Dans ce contexte, les propos du président de la République, inattaquables sur le fond, je le répète, n’ont été lus qu’à la lumière de ce débat sans fin sur la légitimité des deux parties. Rappeler le rôle central de la résolution 181 dans la création de l’État d’Israël n’était-ce pas nier les droits du peuple juif sur la Terre sainte, oublier le sacrifice de ses soldats et faire de l’État juif le fruit d’une décision arbitraire qui, en tant que telle, pourrait être annulée ? La paranoïa est un élément constitutif du conflit…

Le silence, cette vertu diplomatique
Qu’en conclure ? D’abord, une fois de plus, que le silence est une vertu diplomatique souvent négligée par nos dirigeants… Ensuite, mon conseil est simple, voire hardiment simpliste : ignorons hardiment religion et histoire ou plutôt ne prêtons aucune attention à la lecture que nous en donnent Israéliens et Palestiniens. Rien de plus paradoxal, me direz-vous, que de vouloir résoudre le conflit israélo-palestinien en mettant de côté religion et Histoire alors que la région peut se targuer d’avoir sans doute été le berceau de l’urbanisation et de l’agriculture et que les deux ennemis se réclament de leur foi pour justifier leurs droits concurrents. On parle ici en millénaires au carrefour de trois monothéismes.

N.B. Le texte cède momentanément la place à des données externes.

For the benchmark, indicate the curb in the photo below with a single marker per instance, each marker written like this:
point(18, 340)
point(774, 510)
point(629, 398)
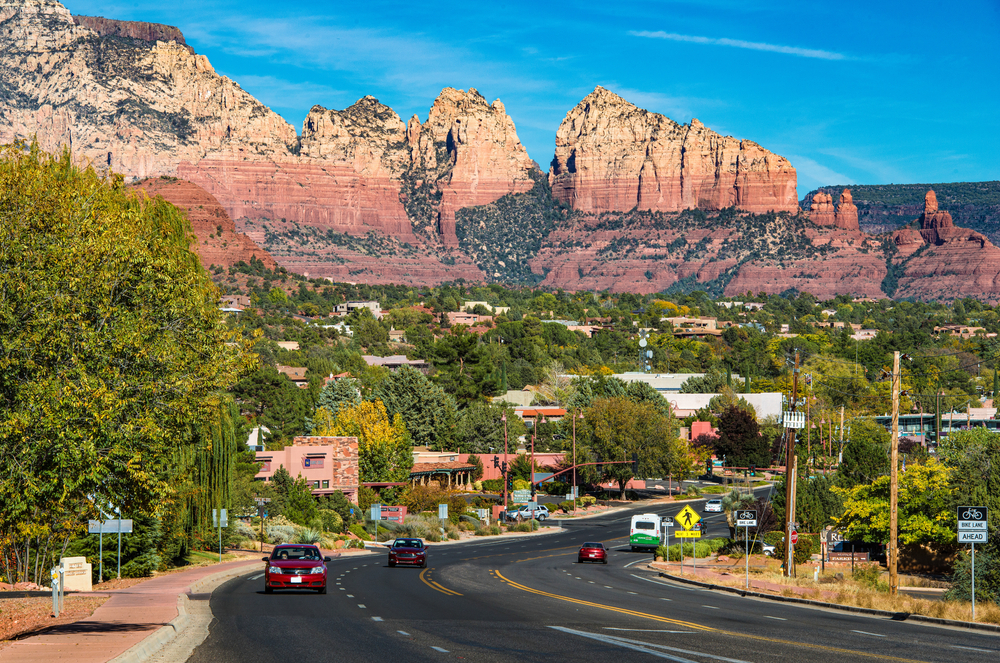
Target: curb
point(143, 651)
point(895, 616)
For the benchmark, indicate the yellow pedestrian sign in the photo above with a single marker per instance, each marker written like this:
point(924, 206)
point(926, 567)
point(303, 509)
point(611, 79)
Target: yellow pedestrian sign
point(688, 517)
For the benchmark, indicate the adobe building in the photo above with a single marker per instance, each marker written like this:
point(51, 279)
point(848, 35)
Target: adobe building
point(328, 464)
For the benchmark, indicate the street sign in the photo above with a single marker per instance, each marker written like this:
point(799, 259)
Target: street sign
point(688, 517)
point(794, 419)
point(972, 518)
point(746, 518)
point(109, 526)
point(972, 537)
point(688, 534)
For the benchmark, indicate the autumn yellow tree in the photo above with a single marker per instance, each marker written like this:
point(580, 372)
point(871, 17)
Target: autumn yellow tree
point(384, 449)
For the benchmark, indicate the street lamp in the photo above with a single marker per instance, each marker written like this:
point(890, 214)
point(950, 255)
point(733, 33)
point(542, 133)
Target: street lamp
point(578, 416)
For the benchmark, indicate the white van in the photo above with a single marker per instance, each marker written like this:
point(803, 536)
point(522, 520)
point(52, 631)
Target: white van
point(646, 531)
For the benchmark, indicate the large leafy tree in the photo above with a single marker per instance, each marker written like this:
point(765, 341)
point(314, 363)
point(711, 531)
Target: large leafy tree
point(384, 451)
point(619, 428)
point(427, 411)
point(112, 348)
point(740, 440)
point(480, 429)
point(925, 507)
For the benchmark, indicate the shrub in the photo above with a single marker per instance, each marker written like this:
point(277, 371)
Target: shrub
point(142, 566)
point(332, 521)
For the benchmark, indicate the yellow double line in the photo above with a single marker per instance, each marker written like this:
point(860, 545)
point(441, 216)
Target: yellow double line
point(624, 611)
point(433, 585)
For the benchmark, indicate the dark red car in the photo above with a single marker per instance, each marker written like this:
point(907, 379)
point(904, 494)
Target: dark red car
point(408, 551)
point(593, 552)
point(295, 566)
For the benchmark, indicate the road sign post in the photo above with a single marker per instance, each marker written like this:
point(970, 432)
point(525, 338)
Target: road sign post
point(973, 528)
point(747, 518)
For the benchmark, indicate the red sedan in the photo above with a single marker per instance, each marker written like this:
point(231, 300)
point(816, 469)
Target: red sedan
point(295, 566)
point(408, 551)
point(593, 552)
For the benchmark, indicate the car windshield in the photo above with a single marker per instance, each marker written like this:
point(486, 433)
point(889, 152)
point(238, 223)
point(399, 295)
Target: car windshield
point(311, 554)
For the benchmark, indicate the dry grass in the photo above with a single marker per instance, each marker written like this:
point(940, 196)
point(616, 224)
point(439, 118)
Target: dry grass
point(849, 592)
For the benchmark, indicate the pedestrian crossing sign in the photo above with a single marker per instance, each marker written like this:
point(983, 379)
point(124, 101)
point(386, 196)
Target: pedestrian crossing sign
point(688, 517)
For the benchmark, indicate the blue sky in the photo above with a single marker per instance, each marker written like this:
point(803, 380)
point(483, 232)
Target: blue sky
point(851, 92)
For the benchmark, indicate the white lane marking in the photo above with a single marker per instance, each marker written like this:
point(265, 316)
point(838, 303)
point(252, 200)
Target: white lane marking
point(643, 630)
point(646, 647)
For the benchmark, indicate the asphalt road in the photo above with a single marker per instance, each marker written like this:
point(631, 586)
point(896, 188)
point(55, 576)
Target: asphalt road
point(526, 599)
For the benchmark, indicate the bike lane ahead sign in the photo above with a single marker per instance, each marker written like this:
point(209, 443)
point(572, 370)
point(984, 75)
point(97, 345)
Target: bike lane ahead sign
point(972, 524)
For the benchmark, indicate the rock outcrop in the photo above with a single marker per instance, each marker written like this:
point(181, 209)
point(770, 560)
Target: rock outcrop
point(611, 155)
point(151, 32)
point(139, 109)
point(216, 240)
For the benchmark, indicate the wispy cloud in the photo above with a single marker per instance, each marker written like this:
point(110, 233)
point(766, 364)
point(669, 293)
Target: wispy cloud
point(739, 43)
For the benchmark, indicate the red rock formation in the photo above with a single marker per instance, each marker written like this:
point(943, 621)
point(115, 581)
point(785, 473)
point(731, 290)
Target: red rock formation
point(151, 32)
point(821, 211)
point(611, 155)
point(847, 212)
point(216, 239)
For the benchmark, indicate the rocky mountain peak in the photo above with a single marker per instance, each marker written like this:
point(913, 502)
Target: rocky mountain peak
point(612, 155)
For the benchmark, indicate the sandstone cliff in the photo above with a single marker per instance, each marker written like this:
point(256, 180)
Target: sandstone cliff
point(216, 240)
point(151, 32)
point(611, 155)
point(138, 108)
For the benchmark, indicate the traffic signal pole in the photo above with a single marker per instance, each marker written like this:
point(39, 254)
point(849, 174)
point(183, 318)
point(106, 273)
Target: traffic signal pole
point(790, 471)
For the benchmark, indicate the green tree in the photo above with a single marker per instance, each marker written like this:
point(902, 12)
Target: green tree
point(112, 347)
point(427, 411)
point(480, 430)
point(740, 440)
point(620, 428)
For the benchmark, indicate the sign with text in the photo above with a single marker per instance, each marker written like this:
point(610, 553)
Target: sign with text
point(520, 496)
point(688, 534)
point(109, 526)
point(746, 518)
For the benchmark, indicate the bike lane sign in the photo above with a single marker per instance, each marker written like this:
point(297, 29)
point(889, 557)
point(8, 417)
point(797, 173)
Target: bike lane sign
point(972, 527)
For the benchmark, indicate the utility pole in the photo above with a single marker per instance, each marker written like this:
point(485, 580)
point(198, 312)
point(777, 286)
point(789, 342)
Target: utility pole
point(790, 475)
point(894, 478)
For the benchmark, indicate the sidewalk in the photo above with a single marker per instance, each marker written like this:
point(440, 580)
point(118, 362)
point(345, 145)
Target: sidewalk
point(127, 618)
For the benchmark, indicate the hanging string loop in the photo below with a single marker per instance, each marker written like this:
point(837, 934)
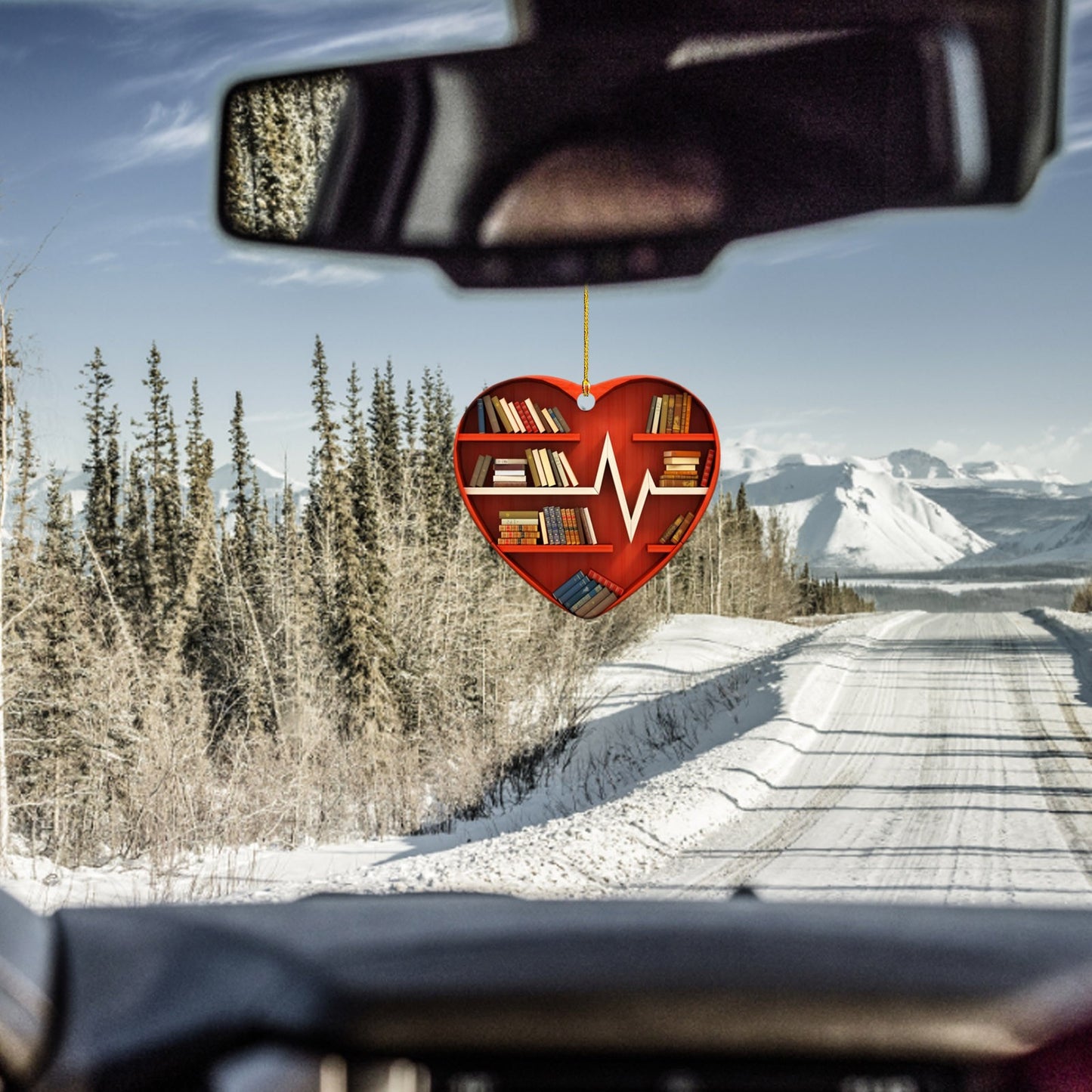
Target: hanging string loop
point(586, 385)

Mais s’engager dans les labyrinthes qu’ont élaborés les deux parties pour justifier leur cause, dans lesquels j’ai trop souvent été entraîné au cours des décennies où j’ai traité de ce dossier, n’est qu’une perte de temps. En effet, il ne s’agit pas de trancher si l’entreprise sioniste était justifiée ou si les Palestiniens ont eu tort de s’y opposer ; il ne s’agit même pas de savoir qui est responsable de l’impasse actuelle ; il s’agit encore moins d’opérer un classement des souffrances ; il ne s’agit surtout pas de faire appel à Yahvé ou à Allah. Ce ne sont que des arguments de séance d’un procès qui n’est pas le sujet.

Il faut se demander plus simplement comment organiser la coexistence pacifique de 7 millions de Juifs et de 8 millions de Palestiniens « entre la mer et le fleuve ». Les uns et les autres y sont chez eux ; aucun n’a de droit supérieur ou inférieur à l’autre. Il faut regarder vers l’avenir dans une région accablée d’Histoire et laisser parler la raison dans une région où on invoque trop facilement Dieu.